Three virtual light intensity landscapes were tested: a ‘valley’ stimulus, a ‘ramp’ stimulus and a ‘constant’ stimulus. For the valley and ramp stimuli, the spatially uniform light brightness (λ) was updated in closed-loop according to λ=255·(r–3)2/9 (Fig. 1B; Fig. S1D) and (Fig. S2A), respectively, where r is the larva's radial distance to the center of the arena. Both profiles ensure that brightness levels near the wall are high, decreasing the edge preference of larvae and reducing boundary effects. For the constant stimulus, brightness values remained gray (λ=128) regardless of the larva's position.
For online tracking, the scene was illuminated using infrared LED panels (940 nm panel, 15-IL05, Cop Security). A high-speed camera (90 Hz, USB3 Grasshopper3-NIR, FLIR Systems) with an infrared filter (R72, Hoya) was used to track the larva's centroid position in real-time. Eight independent arenas were operated in parallel, making the system medium to high throughput and relatively cost-effective. The position of the animal was determined by spatially filtering the background-subtracted image and then searching for the largest contour. The procedure provides a reliable estimate of the animal's centroid position but cannot determine the precise location of the head or the tail. Using the centroid as a closed-loop position signal significantly simplifies the experimental procedure and is justified as larvae are small in size relative to the slowly changing and always spatially uniform virtual brightness landscapes. The spatial precision of our tracking was in the order of ±0.01 cm per ∼10 ms, resulting in a nearly noise-free presentation of the stimulus profiles (Fig. S1B). In addition to the online-tracking, a video of the animal was stored for offline posture analysis (Movie 2).

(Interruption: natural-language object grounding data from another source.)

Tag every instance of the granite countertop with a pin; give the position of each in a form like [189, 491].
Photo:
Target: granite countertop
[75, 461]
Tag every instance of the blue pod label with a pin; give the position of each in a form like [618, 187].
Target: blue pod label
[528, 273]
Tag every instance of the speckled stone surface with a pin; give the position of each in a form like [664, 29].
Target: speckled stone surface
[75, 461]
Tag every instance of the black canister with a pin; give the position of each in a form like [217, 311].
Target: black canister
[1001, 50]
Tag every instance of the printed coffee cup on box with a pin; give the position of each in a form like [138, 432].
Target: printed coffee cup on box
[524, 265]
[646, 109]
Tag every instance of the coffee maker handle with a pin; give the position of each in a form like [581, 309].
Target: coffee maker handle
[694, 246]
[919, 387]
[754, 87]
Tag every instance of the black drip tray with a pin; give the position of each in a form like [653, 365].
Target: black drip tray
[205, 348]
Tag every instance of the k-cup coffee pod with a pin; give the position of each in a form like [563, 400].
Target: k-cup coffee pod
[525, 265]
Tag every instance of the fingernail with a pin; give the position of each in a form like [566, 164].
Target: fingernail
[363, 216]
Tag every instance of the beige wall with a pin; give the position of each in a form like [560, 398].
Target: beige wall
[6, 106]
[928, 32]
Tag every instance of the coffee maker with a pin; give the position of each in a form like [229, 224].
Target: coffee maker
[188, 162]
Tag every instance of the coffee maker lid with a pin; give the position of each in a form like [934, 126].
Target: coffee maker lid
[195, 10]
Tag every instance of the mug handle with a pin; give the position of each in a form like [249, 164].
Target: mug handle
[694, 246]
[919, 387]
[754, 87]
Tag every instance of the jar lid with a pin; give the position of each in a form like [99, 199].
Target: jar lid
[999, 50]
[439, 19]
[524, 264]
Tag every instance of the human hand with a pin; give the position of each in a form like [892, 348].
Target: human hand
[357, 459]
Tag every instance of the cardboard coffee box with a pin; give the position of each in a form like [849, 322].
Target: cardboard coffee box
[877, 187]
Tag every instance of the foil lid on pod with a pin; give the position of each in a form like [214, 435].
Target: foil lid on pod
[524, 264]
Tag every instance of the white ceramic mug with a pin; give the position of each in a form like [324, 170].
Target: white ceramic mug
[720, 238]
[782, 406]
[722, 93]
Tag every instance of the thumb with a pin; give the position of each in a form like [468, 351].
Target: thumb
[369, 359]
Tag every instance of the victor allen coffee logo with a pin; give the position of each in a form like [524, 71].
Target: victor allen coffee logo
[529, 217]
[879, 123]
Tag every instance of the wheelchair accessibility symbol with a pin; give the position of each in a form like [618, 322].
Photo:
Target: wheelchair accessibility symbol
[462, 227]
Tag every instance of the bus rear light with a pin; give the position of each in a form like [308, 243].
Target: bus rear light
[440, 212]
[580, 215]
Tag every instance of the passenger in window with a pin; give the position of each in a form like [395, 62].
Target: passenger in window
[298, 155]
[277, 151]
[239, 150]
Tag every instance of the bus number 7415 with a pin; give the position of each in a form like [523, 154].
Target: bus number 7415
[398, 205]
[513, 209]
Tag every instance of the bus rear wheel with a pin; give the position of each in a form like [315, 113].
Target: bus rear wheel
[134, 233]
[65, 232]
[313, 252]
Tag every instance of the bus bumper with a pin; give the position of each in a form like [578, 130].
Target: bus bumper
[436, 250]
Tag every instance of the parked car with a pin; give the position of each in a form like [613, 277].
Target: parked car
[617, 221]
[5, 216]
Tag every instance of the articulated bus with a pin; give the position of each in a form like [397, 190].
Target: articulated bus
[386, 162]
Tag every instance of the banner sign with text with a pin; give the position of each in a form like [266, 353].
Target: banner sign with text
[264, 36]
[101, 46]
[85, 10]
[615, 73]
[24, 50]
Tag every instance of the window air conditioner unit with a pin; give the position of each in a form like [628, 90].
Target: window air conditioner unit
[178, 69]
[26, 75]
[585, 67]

In our system, the closed-loop latency between the detection of the animal's position and the update of the visual stimulus is 100 ms. This value was determined using the following protocol. Infrared filters were removed from the cameras, allowing for direct measurements of the brightness from the projector. Arena brightness starts at a high level but is set to a dark state after a few seconds. When the camera detects such an event, the computer sets the brightness back at a high level. The length of the resulting dark period is the closed-loop delay. Using this strategy, the resulting value contains the sum of all delays of the system (camera image acquisition, image buffering, data transport to the USB 3.0 hub, PCI-express to CPU transport, CPU image analysis, command to the graphics card, graphics buffering, and buffering and image display on the projector). It is challenging to use such systems to reach closed-loop delays below 100 ms (Stowers et al., 2017), simpler systems with direct LED control allow for delays as short as 30 ms (Tadres and Louis, 2020).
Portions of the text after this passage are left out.